I have to admire the solidarity among principals. One says to the other, "Hey, just say you live at my place in Pennsylvania," and there you go. You save several thousand bucks a year, which helps with those darned inconvenient lease payments demanded by Lexus. Geez, don't they know you're a principal? That means you're top dog. Top dogs shouldn't have to pay for stuff. Does Donald Trump pay for his frequent golf outings? I mean, sure, he collects the money because he owns the places, but you and I foot the bill. Bills are for the little people.
While the principal doesn't feel she herself needs to follow the law, there are indications she's a little demanding of others:
Since the Post reported the alleged scheme last November, Port Richmond parents, staffers and students have complained about her management. On Friday, a group of school leaders sent a letter to Chancellor Richard Carranza demanding her “immediate removal.”
I'm gonna go out on a limb here and suggest this principal is more demanding of others than she is of herself. I mean, if she were much loved, no one would fret much over her swindling the taxpayers of Pennsylvania. When supervisors are reasonable and kind, you don't have people up in arms trying to run them out of town. They keep their torches and pitchforks in reserve for more appropriate occasions.

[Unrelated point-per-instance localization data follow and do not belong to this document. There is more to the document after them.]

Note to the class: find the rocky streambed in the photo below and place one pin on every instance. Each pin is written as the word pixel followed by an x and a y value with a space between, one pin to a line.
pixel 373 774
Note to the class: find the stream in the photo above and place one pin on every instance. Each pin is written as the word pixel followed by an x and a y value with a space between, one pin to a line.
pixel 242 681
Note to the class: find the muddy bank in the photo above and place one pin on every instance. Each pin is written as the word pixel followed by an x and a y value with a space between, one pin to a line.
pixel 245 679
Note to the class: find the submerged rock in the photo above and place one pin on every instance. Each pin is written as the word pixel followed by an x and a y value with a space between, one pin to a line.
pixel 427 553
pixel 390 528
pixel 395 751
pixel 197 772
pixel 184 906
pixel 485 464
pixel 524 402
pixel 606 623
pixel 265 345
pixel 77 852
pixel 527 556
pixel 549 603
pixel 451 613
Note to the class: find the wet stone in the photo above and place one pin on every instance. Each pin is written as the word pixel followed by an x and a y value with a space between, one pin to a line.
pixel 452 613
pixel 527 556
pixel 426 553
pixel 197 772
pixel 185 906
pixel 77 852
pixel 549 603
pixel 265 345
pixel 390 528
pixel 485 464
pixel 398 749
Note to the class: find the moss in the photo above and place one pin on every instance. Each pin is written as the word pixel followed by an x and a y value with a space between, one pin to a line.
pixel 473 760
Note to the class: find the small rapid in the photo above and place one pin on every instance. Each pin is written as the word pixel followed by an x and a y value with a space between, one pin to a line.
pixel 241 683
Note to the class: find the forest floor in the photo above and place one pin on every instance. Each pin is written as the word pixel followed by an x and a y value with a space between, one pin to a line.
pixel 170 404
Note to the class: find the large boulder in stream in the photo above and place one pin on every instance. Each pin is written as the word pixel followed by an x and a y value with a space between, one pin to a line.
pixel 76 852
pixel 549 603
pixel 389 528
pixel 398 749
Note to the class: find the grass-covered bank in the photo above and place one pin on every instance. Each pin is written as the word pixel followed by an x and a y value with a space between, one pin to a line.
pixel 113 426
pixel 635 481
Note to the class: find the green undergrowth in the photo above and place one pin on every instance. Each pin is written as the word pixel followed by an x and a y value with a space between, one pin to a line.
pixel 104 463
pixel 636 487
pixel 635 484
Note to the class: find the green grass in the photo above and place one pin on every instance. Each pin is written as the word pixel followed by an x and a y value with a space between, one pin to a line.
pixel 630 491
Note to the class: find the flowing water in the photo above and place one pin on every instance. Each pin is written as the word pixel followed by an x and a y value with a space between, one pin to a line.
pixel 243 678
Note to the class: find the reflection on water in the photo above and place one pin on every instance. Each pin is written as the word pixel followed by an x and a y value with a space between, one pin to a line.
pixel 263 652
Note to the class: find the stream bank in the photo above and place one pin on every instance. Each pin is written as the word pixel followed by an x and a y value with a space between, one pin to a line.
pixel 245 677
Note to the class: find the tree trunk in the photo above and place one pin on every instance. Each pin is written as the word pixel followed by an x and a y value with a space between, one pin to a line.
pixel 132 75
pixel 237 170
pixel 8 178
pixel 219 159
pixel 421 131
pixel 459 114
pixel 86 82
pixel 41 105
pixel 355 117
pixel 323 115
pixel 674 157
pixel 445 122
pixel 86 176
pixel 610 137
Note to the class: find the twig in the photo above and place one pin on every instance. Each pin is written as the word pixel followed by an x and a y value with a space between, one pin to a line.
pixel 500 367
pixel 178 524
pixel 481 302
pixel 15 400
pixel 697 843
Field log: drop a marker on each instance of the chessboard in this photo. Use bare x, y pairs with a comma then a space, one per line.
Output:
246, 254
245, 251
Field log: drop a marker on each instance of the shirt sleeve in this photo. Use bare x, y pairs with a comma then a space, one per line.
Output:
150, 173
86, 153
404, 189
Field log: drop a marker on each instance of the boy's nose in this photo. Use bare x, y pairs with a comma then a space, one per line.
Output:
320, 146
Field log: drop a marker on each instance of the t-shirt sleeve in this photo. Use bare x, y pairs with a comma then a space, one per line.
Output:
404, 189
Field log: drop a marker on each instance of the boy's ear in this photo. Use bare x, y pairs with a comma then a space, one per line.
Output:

Here's the thing--principals behaving badly always run the risk of being sent to Tweed to ponder paper airplanes. But this one's being left in place. You see, if you lie and cheat, it doesn't disqualify you from being a New York City principal. After all, when New York City principals feel like cheating and lying to UFT members, there's an entire division they call "legal" which is exclusively devoted to that practice. Not only that, but the DOE hires hearing officers who go right along with all that nonsense. You want to place a letter in file about an incident that happened over three months ago. Sure! You want to leave a letter in file over three years? Go ahead. If the member demands you take it out, just say you did and slip it back in again.
So it's not altogether surprising that, in the cesspool that is the New York City Department of Education, administrative corruption is just part of the daily grind. Will new Chancellor Richard Carranza put a stop to this?
So far, crickets on his end. Is he thinking about it? Are his hands tied? Is he waiting for the right moment to act?
Personally, I have no idea. But just to be safe, I shall sit while I wait for this particular cesspool to be pumped.